[mvapich-discuss] Can't run jobs on multiple nodes

Thu Aug 16 11:12:53 EDT 2012

Hi All,

Thanks for reading the email. Currently I'm working on a new 44-nodes cluster. I guess my question is silly one but since I'm new to linux/mvapich2, your help/comment would be very helpful to me and sincerely appreciated.

Problem situation:

We want to run LAMMPS (a parallel computing software) on the new cluster. The MPI implementation is MVAPICH2-1.8 and batch-queuing system is Oracle Grid Engine (GE) 6.2u5. I've set up a queue and assign 2 compute nodes (compute-0-3 and compute-0-4, each node has 24 processors) to it.
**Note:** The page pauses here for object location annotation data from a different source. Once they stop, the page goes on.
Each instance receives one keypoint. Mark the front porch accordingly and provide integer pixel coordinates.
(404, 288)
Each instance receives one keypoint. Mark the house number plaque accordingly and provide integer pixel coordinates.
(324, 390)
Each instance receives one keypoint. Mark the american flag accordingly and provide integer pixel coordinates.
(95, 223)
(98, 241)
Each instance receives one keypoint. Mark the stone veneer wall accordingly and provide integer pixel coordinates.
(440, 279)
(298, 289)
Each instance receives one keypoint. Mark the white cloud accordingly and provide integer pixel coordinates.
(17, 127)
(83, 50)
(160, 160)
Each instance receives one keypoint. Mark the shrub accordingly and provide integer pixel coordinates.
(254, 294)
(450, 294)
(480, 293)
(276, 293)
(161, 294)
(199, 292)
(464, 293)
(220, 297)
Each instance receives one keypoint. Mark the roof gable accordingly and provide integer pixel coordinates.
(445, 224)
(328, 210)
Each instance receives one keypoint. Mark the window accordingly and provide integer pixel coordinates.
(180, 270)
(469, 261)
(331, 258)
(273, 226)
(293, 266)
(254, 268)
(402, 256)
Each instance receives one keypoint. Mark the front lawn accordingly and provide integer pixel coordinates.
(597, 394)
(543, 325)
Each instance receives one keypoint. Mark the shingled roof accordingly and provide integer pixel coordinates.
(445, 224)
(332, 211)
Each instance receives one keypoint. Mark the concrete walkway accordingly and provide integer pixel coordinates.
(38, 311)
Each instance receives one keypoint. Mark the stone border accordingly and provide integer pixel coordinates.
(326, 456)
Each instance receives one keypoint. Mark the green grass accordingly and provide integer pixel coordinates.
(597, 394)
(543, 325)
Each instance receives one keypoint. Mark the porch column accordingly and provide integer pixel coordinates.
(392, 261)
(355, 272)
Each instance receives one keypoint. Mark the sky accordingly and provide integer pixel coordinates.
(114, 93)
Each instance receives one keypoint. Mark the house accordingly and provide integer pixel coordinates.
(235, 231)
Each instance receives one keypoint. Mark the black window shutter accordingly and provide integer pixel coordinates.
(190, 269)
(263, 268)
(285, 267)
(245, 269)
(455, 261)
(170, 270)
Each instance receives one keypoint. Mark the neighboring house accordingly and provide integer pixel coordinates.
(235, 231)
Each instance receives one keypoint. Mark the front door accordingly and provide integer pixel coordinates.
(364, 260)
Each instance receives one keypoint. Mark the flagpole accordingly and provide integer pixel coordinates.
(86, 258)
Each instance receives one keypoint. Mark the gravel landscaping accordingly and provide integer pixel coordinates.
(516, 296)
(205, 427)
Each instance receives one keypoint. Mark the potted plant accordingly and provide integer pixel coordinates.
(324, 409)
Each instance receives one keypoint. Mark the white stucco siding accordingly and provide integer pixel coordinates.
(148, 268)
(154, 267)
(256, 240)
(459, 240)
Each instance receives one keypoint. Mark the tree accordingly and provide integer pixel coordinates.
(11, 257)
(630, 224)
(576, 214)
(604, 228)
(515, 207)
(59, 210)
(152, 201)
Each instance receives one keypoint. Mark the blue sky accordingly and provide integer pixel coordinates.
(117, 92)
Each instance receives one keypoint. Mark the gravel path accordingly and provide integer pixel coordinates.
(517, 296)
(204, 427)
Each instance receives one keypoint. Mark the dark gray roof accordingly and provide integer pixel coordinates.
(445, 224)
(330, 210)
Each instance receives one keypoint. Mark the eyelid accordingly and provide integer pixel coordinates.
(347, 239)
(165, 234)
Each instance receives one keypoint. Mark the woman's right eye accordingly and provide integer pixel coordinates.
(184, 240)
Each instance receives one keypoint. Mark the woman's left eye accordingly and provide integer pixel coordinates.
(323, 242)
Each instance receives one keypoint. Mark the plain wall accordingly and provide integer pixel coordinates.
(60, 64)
Before run LAMMPS, I tested MVAPICH2 and Grid Engine by submitting simple parallel script (free -m, inquire the memory on multiple nodes), it works very well. 

Then I installed and run LAMMPS as a cluster user. If I run the jobs on multiple processors within a single node, it works very well. However, if I expand the job to two nodes (i.e. I require more than 24 nodes in the parallel submitting scripts), it got stuck and a error message appear as follows:

-------------------------------------------------------------------------------------------------------------------------------------------------------------------------------------------------
[cli_35]: aborting job:
Fatal error in MPI_Init:
Other MPI error
[proxy:0:0 at compute-0-4.local] HYD_pmcd_pmip_control_cmd_cb (./pm/pmiserv/pmip_cb.c:955): assert (!closed) failed
[proxy:0:0 at compute-0-4.local] HYDT_dmxu_poll_wait_for_event (./tools/demux/demux_poll.c:77): callback returned error status
[proxy:0:0 at compute-0-4.local] main (./pm/pmiserv/pmip.c:226): demux engine error waiting for event
[mpiexec at compute-0-4.local] HYDT_bscu_wait_for_completion (./tools/bootstrap/utils/bscu_wait.c:69): one of the processes terminated badly; aborting
[mpiexec at compute-0-4.local] HYDT_bsci_wait_for_completion (./tools/bootstrap/src/bsci_wait.c:23): launcher returned error waiting for completion
[mpiexec at compute-0-4.local] HYD_pmci_wait_for_completion (./pm/pmiserv/pmiserv_pmci.c:191): launcher returned error waiting for completion
[mpiexec at compute-0-4.local] main (./ui/mpich/mpiexec.c:405): process manager error waiting for completion 
-------------------------------------------------------------------------------------------------------------------------------------------------------------------------------------------------

Does anyone has similar experiences before? Your comment/help/suggestions would be really helpful. 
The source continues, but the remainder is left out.